Certains défendent le film en arguant de la qualité des effets spéciaux, comme si l’évolution de l’informatique représentait l’horizon ultime du cinéma. D’autres se réjouissent de la longue (trop longue une fois encore) scène de délivrance de Thésée (Theseus) par son frère Norbert Dragoneau (Newt Scamander, en fait…) : c’est en effet la seule qui arrachera quelques rires aux enfants égarés devant cet interminable pensum.
Réfléchissons plutôt à ce que nous dit vraiment – et souvent malgré lui – le film (et dieu sait qu’on a le temps de réfléchir pendant que des pantins désincarnés débitent des dialogues sans queue ni tête à l’écran). Le gros scoop, peut-être une tentative de Rowling de se racheter vis-à-vis de la communauté LGBT, est le coming out de Dumbledore, et son histoire d’amour avec Grindelwald : il est vrai que c’est bien vu, et même crédible du fait de la sobriété de Jude Law et de Mads Mikkelsen (dieu merci, on a échappé aux grimaces de Johnny Depp !), mais c’est mal utilisé dans la confrontation finale entre les deux sorciers, alors que ce thème de l’amour déçu, de l’amour trahi, des deux cœurs qui battent encore l’un pour l’autre (le seul beau plan en deux heures vingt…) aurait pu porter le film vers le haut. Ce qui démontre que l’amour homosexuel reste « non représentable » dans un film destiné à un jeune public, et qu’il vaut mieux nous assommer avec un interminable mariage hétérosexuel plein de clichés, histoire de rappeler à nos enfants qu’il n’y a que dans la « norme » que l’on peut être heureux et contribuer à la société (d’ailleurs, le « pédé » Dumbledore n’est pas convié à la fête, et s’éloigne seul à la fin…).
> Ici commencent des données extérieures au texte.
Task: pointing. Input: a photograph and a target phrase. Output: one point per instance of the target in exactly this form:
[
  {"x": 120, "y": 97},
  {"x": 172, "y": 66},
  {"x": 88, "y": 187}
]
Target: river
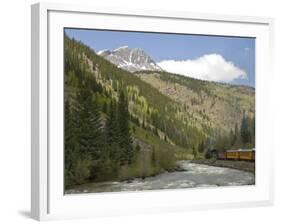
[{"x": 194, "y": 175}]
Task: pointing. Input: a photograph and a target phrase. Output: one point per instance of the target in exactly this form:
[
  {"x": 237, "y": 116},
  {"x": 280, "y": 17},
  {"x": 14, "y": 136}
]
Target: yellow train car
[
  {"x": 241, "y": 154},
  {"x": 247, "y": 155},
  {"x": 232, "y": 154}
]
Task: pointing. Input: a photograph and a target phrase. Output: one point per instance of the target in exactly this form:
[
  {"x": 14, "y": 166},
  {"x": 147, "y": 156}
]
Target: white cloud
[{"x": 211, "y": 67}]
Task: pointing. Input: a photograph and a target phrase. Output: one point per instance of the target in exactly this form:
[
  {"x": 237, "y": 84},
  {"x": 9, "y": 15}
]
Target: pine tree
[
  {"x": 125, "y": 140},
  {"x": 112, "y": 132},
  {"x": 245, "y": 131}
]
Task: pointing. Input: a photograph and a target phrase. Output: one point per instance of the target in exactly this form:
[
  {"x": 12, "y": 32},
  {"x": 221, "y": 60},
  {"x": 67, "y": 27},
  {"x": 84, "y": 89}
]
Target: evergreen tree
[
  {"x": 112, "y": 132},
  {"x": 125, "y": 140},
  {"x": 245, "y": 130}
]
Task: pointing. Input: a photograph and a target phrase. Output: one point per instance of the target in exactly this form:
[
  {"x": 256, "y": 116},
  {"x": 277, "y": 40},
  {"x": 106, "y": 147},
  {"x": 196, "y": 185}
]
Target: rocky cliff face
[{"x": 130, "y": 59}]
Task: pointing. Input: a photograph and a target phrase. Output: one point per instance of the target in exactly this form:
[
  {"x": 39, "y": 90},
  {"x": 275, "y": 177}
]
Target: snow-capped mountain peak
[{"x": 130, "y": 59}]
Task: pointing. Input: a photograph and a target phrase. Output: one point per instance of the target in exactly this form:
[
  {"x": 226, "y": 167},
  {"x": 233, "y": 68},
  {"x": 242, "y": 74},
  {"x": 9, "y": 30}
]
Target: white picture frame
[{"x": 48, "y": 201}]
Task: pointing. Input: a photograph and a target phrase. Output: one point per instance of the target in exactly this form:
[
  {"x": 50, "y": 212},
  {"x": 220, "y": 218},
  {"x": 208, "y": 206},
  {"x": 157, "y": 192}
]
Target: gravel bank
[{"x": 240, "y": 165}]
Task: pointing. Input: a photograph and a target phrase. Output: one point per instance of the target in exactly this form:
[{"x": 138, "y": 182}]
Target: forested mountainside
[{"x": 120, "y": 125}]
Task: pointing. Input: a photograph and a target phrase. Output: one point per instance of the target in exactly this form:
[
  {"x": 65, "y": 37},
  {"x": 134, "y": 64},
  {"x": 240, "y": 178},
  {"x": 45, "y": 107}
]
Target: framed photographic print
[{"x": 148, "y": 111}]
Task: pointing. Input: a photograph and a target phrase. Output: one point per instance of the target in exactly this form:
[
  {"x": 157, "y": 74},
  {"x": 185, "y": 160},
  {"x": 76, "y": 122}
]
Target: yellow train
[{"x": 240, "y": 154}]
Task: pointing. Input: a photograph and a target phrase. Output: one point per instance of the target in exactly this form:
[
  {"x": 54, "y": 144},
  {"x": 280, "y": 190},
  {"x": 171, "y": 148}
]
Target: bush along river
[{"x": 192, "y": 175}]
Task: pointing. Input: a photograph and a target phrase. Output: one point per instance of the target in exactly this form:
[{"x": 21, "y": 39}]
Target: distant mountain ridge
[{"x": 130, "y": 59}]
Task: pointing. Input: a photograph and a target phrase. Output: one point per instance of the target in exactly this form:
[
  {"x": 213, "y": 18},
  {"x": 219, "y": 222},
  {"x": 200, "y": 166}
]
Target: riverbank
[
  {"x": 194, "y": 175},
  {"x": 239, "y": 165}
]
Plus grave est le discours « politique » du film : en reprenant l’assimilation, quand même facile, entre les théories de Grindelwald et le nazisme (sans d’ailleurs oser la formuler clairement…), JK Rowling applique un vernis anti-nationaliste sur une vision du monde qui reste profondément rétrograde. Foin de la démocratie, le leader du monde est choisi un animal magique (et très laid), capable de reconnaître la « pureté de l’âme » des candidats : pas besoin de programme pour être “élu”, on en est toujours à l’illusion de l’homme (la femme, maintenant) providentiel(le) qui va guider le peuple vers la lumière par la grâce mystique – divine, finalement – de sa présence. Soit le genre de balivernes tout aussi fascisantes que l’Heroic Fantasy la plus puérile distille depuis toujours (mais pas Tolkien et son "Seigneur des Anneaux", rappelons-le à toutes fins utiles…). Tant qu’à faire, il aurait été plus honnête de consacrer comme nouveau maître du monde le candidat chinois : c’est un aveu d’impuissance que les financiers US ne sont pas encore prêts à faire, de toute évidence.